Reputation: 57
I am working on a React app, and I need to modify the parent's state from a child component. Of course, I could simply write a function in the parent, and pass it as a prop to the child (like everyone else seems to be doing). However, I tried instead to pass the entire parent as a prop to the child, so that the child can freely modify the parent's state.
This is how my parent looks with its children:
{this.state.entries.map(entry => (
<UserEntry
...
mainThis={this}
/>
))}
Notice how I pass the entire parent into the child as a prop with a this
. From my child code, I can then modify the parent's state with a simple this.props.mainThis.setState()
.
Of course, this worked, and I am really pleased with myself. However, I am wondering why people are not doing this. Would it affect performance in the long run, or something?
Upvotes: 2
Views: 82
Reputation: 6221
I am wondering why people are not doing this. Would it affect performance in the long run, or something?

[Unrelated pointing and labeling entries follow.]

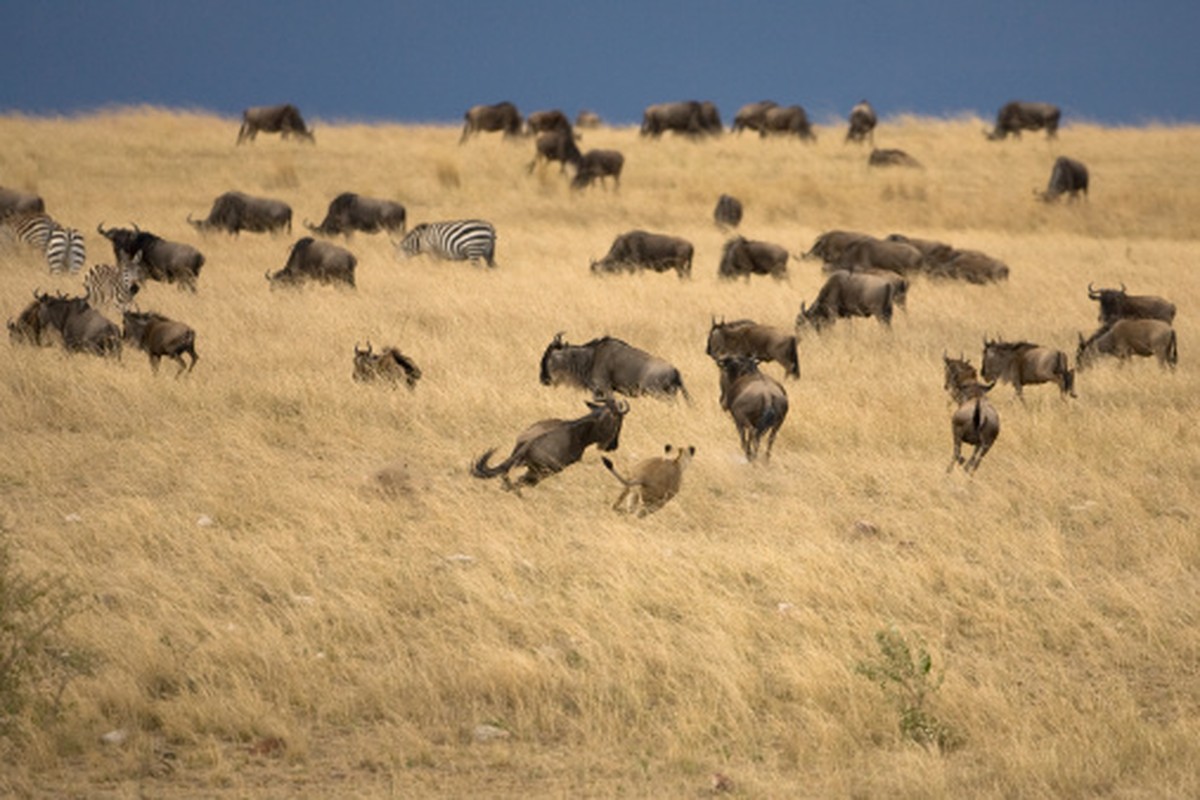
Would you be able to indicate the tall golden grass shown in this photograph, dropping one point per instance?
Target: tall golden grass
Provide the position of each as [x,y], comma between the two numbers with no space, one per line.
[324,638]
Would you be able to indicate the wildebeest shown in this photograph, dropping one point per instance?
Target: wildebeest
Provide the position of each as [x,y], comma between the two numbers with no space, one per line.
[1068,176]
[747,257]
[237,211]
[160,337]
[862,122]
[1116,304]
[316,260]
[502,116]
[749,338]
[850,294]
[787,120]
[892,157]
[1023,364]
[556,145]
[727,212]
[388,365]
[1129,337]
[551,445]
[756,402]
[161,259]
[13,202]
[283,119]
[639,250]
[1017,116]
[599,164]
[349,211]
[607,365]
[653,481]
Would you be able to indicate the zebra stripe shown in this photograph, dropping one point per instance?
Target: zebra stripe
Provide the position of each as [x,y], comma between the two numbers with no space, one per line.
[65,251]
[115,286]
[457,240]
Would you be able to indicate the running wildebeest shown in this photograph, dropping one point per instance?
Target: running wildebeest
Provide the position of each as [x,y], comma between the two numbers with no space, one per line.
[237,211]
[1017,116]
[653,481]
[349,211]
[161,260]
[599,164]
[727,212]
[744,257]
[756,402]
[639,250]
[1024,364]
[316,260]
[283,119]
[1068,176]
[1129,337]
[552,445]
[502,116]
[160,337]
[747,337]
[862,122]
[1115,305]
[388,365]
[607,365]
[850,294]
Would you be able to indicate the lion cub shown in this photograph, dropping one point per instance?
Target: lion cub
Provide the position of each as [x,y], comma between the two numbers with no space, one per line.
[653,481]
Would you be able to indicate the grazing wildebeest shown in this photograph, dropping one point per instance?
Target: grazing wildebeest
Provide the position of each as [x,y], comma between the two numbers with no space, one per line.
[751,115]
[727,212]
[599,164]
[862,122]
[1017,116]
[237,211]
[1115,305]
[160,337]
[639,250]
[161,260]
[551,445]
[1128,337]
[975,422]
[13,203]
[283,119]
[850,294]
[1068,176]
[787,120]
[891,157]
[81,326]
[653,481]
[747,257]
[316,260]
[607,365]
[502,116]
[749,338]
[388,365]
[1023,364]
[556,145]
[349,211]
[756,402]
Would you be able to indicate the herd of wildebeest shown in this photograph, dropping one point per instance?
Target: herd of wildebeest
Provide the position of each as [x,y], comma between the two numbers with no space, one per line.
[867,276]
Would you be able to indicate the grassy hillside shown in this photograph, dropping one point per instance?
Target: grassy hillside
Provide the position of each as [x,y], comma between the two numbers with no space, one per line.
[263,620]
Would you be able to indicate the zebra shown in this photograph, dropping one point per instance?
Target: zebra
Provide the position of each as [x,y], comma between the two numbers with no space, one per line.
[65,250]
[457,240]
[111,284]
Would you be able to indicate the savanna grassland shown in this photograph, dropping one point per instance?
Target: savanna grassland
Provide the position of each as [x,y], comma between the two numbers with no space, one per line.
[263,618]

It will make your code hard to debug, understand and test because of tight coupling between parent and child. This is also against encapsulation principles because a child component shouldn't know anything about state and internal implementation of parent component and vise-versa. Components should be loosely coupled.
This has nothing to do with code performance but it will surely affect performance of you team in the long run.
Bonus Read: 7 architectural attributes of a reliable react component
Upvotes: 0
Reputation: 3704
As your codebase grows bigger and more complex, you will find yourself trying to find a way to manage the complexity. It is important for reducing bugs and adding new features. Doing this opens up a can of worms.
Heres an example. You do this in one parent to child. The child also has a list of elements that it passes the this
reference to. Finding out which child element is updating the state that causes a bug from data becomes a chore. You won't have a good place to drop a debug point to see values, and the job will be harder
A big advantage of React is the idea of a component. React makes the component re-usable and self contained. If you start passing the this
reference, your parent component becomes tightly coupled to the child component. It becomes harder to tease apart the functions of each component.
Feel free to experiment with this pattern. When the codebase reaches the tipping point, you will feel the pain of this design choice very quickly.